The last thing I need is for you to impose on me your theories as to why I am shrewd and not conforming to what you feel is healthy. So fine, think what you may, that it was out of repulse of one side’s hurtful flaws and a couple of bad experiences that must have wounded me pretty deep, whatever, or that I watch too much TV, whatever, seriously man, whatever. Just keep it to yourself. Do not keep reminding me. Stop trying to figure me out. I haven’t done it myself so I don’t see why you should. If you really must, do not do it at my expense. I am happy where I am. I am happy ignorant and confused and stagnant. All I know is that I am here because I chose to be here. Not because I was trapped in a corner and suffocating and desperate to be saved like you think.

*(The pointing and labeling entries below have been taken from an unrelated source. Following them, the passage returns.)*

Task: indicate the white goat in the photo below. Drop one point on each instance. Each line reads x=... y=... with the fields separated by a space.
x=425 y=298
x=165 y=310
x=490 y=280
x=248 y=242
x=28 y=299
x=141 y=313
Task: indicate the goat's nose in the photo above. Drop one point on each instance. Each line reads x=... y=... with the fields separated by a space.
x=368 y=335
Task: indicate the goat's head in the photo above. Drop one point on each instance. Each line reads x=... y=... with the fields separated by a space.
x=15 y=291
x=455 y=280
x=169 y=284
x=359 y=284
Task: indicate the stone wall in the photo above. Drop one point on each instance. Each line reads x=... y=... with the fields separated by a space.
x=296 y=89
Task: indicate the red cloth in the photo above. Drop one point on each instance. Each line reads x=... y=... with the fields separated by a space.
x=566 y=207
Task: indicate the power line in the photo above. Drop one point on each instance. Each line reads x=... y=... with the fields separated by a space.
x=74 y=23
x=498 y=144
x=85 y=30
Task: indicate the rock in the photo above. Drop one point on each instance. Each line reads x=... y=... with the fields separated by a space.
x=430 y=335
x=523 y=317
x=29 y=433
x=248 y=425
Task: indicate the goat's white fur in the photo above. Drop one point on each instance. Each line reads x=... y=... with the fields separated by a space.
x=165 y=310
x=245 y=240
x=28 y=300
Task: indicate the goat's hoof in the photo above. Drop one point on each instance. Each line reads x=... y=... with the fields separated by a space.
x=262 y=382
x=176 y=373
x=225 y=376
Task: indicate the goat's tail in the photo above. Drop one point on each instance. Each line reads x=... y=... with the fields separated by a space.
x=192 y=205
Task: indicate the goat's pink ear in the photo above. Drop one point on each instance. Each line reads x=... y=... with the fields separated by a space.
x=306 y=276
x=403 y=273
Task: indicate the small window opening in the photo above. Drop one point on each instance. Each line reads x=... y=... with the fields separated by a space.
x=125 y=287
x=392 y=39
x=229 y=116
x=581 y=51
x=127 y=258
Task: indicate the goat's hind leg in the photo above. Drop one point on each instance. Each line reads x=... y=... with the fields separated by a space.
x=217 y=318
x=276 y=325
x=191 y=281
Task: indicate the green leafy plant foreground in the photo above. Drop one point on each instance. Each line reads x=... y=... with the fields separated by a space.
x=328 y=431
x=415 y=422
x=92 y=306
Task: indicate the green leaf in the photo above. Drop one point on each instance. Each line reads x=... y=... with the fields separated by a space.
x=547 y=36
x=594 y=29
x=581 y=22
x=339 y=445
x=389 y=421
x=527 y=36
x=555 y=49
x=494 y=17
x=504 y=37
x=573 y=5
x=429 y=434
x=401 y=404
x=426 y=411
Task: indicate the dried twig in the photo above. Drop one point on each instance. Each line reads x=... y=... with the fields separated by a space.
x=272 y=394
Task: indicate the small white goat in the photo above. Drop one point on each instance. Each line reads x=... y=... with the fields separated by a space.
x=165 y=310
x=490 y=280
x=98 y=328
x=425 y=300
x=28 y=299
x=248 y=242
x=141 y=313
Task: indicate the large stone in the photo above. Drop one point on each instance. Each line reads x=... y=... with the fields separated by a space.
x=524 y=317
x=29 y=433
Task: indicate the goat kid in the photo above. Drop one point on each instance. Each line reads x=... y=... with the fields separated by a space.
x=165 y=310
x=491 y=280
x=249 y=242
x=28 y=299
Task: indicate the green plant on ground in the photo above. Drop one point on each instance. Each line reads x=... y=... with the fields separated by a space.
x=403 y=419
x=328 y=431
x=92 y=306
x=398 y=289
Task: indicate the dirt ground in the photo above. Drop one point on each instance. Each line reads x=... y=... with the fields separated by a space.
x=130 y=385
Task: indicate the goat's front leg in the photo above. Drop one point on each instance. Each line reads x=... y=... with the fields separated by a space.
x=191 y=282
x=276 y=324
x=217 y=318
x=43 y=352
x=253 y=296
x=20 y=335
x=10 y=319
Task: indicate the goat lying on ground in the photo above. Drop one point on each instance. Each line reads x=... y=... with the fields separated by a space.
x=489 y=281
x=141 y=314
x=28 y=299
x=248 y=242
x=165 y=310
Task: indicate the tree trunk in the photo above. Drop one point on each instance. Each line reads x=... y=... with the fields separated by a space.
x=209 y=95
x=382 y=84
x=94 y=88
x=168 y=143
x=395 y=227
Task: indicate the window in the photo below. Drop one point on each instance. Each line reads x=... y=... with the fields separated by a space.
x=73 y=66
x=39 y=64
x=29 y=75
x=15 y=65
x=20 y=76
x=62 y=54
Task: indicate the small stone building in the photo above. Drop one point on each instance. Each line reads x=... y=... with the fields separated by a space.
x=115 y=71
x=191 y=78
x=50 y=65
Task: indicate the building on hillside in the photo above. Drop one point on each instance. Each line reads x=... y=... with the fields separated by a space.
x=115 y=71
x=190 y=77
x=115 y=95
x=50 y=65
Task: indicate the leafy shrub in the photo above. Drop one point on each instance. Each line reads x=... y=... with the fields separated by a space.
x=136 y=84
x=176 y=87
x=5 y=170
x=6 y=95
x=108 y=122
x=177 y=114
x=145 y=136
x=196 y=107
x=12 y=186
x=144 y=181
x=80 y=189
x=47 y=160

Maybe I am in denial. I don’t know. Maybe, who cares, I certainly do not. It does me good that I do not think about it and that I deny according to my fancy. I do not think about it because I do not want to have this figured out just as of yet, meaning I do not wish to listen to your overwhelming opinions as you attempt to explain my life and my choices. I am young, I am reckless, I am careless, and I love it like that because it is undeniably easier that way. I am very comfortable with not having to wage war with the demons in my head just as so I can once again own a sad piece of terrain on your land. I am very comfortable with letting myself fall onto whichever side of the fence. Do not make it seem like the grass patch on your field is greener in comparison because I highly doubt you’ve climbed this opaque wall to see that other patch of grass and walk on it and lay on it and smell the dew on it the next morning like I have.
You cannot see through walls like Superman, can you? And hearsay does not count either because it does not do anyone, or anything, justice.
You choose to love what I love too, can you not understand that I love them for the same reasons too? Is it the male ego that hinders your acceptance that a seemingly inferior class is preferred over yours when by right, society gives you and your kind the throne?
Do you know that this experience has taught me more about myself than a whole army of men ever could? Have you thought about the fact that maybe I am truly in love with this new world, and not because I was left with no choice of alternative routes to salvation? Don’t you think it is possible that I have fallen in love through the course of my journey and not because I made up my mind to do just that before I began?
It is possible, is it not?
All that I ask from you is that you give me the benefit of the doubt. I am not sure myself, I am anything but clear-headed. But having negative mentalities like yours and churning such pessimistic ideas will not help either. Let the answers come to me naturally, let me explore and learn, truth will surface in due time, and when that happens, we will discuss. I will talk.
For now let me be.
Don’t you realise that it is people like you who say the things you said the reason why I cannot be proud of this, and instead hide it like it was some kind of embarassing, sick flaw? So much for encouraging me to be open, really. You only make me feel faulty and inept.